Enzymes are complex protein molecules that act as catalysts speeding up chemical reactions. The enzymes were used to degrade wood polymers because they could accelerate the hydrolysis of cellulose/hemicellulose or oxidization and depolymerisation of lignin, which may facilitate the separation of fibers from each other. In the course of the enzymatic hydrolysis, the cellulose/hemicellulose are partly degraded into polysaccharides or mono sugars (reducing sugars). As a biotechnology, enzymes therefore have the potential to increase the quality and supply of feedstock for pulp and paper, reduce manufacturing cost and environmental impacts, and create novel high-value products. As such, enzymes, especially cellulase and hemicellulase, have been widely used in the wood chip/pulp treatment for energy saving in TMP pulping process. Pere et al. (2007) applied a certain cellulase mixture in TMP softwood chip pre-treatment and obtained up to 20% energy saving, and the strength of pulp properties were also increased. Further research indicated that enzymatic pre-treatment of wood chips using xylanases showed significant energy savings up to 26% when the raw material used was a hardwood (poplar and aspen) (Petit-Conil et al. 2005b). Similarly, energy savings in TMP production were observed when wood raw material was pre-treated with pectinases and proteases (Peng et al. 2005).
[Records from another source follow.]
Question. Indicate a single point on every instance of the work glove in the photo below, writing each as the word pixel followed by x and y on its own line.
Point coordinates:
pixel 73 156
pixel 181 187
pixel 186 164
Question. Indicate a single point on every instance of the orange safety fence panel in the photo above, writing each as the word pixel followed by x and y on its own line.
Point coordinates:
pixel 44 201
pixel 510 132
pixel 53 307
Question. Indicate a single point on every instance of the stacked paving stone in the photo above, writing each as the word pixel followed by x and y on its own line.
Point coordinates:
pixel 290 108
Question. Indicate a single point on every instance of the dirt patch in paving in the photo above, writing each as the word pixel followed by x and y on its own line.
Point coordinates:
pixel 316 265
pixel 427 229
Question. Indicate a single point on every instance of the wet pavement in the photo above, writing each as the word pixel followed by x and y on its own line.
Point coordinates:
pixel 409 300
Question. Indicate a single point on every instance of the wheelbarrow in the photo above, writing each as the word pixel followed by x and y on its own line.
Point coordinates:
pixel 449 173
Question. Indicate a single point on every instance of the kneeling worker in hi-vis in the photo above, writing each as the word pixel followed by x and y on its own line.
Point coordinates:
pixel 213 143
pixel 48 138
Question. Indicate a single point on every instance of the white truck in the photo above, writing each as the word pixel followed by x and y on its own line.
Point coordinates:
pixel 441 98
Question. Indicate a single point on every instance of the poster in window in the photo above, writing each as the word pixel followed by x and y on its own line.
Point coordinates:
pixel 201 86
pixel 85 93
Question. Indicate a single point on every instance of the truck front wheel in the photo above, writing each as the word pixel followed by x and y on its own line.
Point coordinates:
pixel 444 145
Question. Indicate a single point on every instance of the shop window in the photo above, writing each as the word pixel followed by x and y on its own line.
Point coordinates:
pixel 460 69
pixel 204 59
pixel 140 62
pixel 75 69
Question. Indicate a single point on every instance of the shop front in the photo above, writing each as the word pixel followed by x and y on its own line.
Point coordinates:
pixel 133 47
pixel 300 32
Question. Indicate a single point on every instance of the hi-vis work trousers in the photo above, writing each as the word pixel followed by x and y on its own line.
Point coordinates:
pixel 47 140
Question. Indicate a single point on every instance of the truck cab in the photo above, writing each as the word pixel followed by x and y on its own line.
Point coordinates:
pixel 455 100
Although enzyme pre-treatment has brought reasonable success at energy saving for TMP pulping process, significant technical details have prevented commercial application of this method. For example, high operational temperatures in the case of intermediate stage tend to denature the enzyme and reduce its efficacy. Excessively long pre-treatment time also leads to limited energy reduction (Hart et al. 2009).
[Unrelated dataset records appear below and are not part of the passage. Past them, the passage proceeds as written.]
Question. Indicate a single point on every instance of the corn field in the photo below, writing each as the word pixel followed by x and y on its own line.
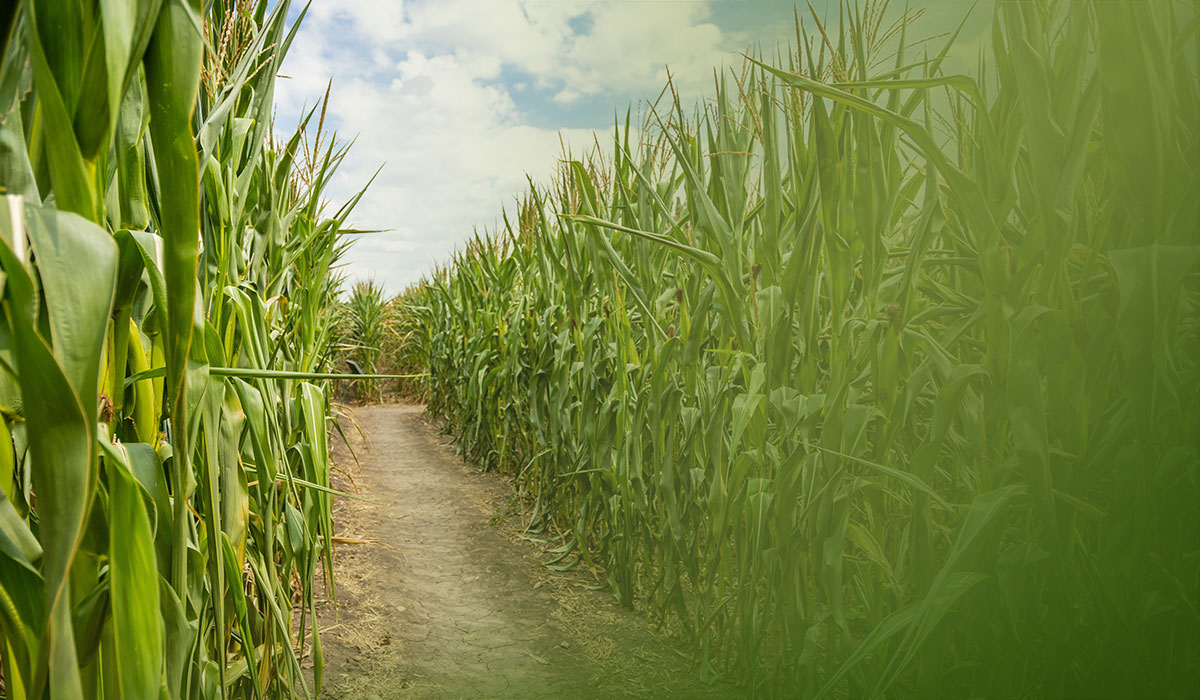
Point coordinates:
pixel 167 270
pixel 870 378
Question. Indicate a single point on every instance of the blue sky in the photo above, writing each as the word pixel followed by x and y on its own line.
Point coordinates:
pixel 457 100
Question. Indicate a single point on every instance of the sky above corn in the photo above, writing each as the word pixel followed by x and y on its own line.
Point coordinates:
pixel 460 100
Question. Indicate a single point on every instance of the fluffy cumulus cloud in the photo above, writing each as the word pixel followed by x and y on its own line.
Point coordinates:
pixel 459 100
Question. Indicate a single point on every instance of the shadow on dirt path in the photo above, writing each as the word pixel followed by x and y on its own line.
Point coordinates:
pixel 444 600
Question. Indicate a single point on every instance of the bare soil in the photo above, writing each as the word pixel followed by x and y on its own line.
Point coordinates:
pixel 439 598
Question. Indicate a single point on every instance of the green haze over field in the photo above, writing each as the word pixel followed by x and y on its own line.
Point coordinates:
pixel 877 378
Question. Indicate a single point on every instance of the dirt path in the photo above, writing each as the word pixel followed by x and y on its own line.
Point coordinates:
pixel 453 604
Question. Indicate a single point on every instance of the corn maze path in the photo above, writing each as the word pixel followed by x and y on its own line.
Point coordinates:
pixel 438 597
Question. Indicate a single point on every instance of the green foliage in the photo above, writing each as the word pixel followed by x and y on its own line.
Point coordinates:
pixel 873 381
pixel 367 334
pixel 167 276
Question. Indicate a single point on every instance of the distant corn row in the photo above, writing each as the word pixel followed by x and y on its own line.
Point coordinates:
pixel 163 492
pixel 873 380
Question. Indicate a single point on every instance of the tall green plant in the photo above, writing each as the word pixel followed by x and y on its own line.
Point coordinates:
pixel 167 276
pixel 873 378
pixel 367 334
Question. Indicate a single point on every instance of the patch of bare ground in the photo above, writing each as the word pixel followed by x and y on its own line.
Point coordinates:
pixel 439 598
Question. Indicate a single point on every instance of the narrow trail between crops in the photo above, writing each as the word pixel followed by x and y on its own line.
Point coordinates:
pixel 439 598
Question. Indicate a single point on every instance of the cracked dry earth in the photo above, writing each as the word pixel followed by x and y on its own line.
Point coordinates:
pixel 439 598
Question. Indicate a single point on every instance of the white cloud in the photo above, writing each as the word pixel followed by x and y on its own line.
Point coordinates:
pixel 425 87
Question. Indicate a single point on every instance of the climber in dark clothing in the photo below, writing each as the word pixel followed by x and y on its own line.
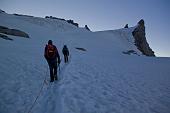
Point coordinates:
pixel 53 58
pixel 65 53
As discussed earlier, in previous research the enzymatic pretreatment has been directly conducted on the woodchips in the TMP pulping. The efficiency in this process was relatively low, since this pretreatment tends to be time-consuming and the bio-degradation was not uniform in the woodchips. In the current work, three different enzymes, mannanase, xylanase and cellulase, were applied in TMP primary discharge pulp prior to PFI refining, aiming to study the effect of enzymatic hydrolysis on TMP pulp properties. Application of enzymes on the TMP primary discharged pulp rather than the woodchips would evidently increase the efficiency of the enzymatic pretreatment. In the first stage of this study, optimized dosages were explored for each enzyme in order to maximize energy savings. Hydrolysis filtrate was collected for reducing sugar analysis. The quantity of reducing sugar was used as an indicator (or reference) of enzyme hydrolysis efficiency. In the second stage, under the optimized enzyme loading, treated and un-treated pulp were refined with different PFI revolutions. The effect of hydrolysis time and pulp water retention value was also studied at this optimized enzyme loading. Subsequent fiber and pulp characteristics, such as fiber length, fines content and pulp strength were examined in this study. This research could afford useful data for selection of the enzymes for the TMP pulping applications.

EXPERIMENTAL

Materials and Preparation

TMP pulp: 100% black spruce TMP pulp was collected from the primary refiner discharge from Irving Pulp & Paper, Saint John, NB (Canada). The pulp dryness was 71.8% (TAPPI Method T210 cm-03) and CSF freeness was 720 mL (TAPPI Method T227 om-09). It contained 40.86% rejects (TAPPI Method T278 sp-09).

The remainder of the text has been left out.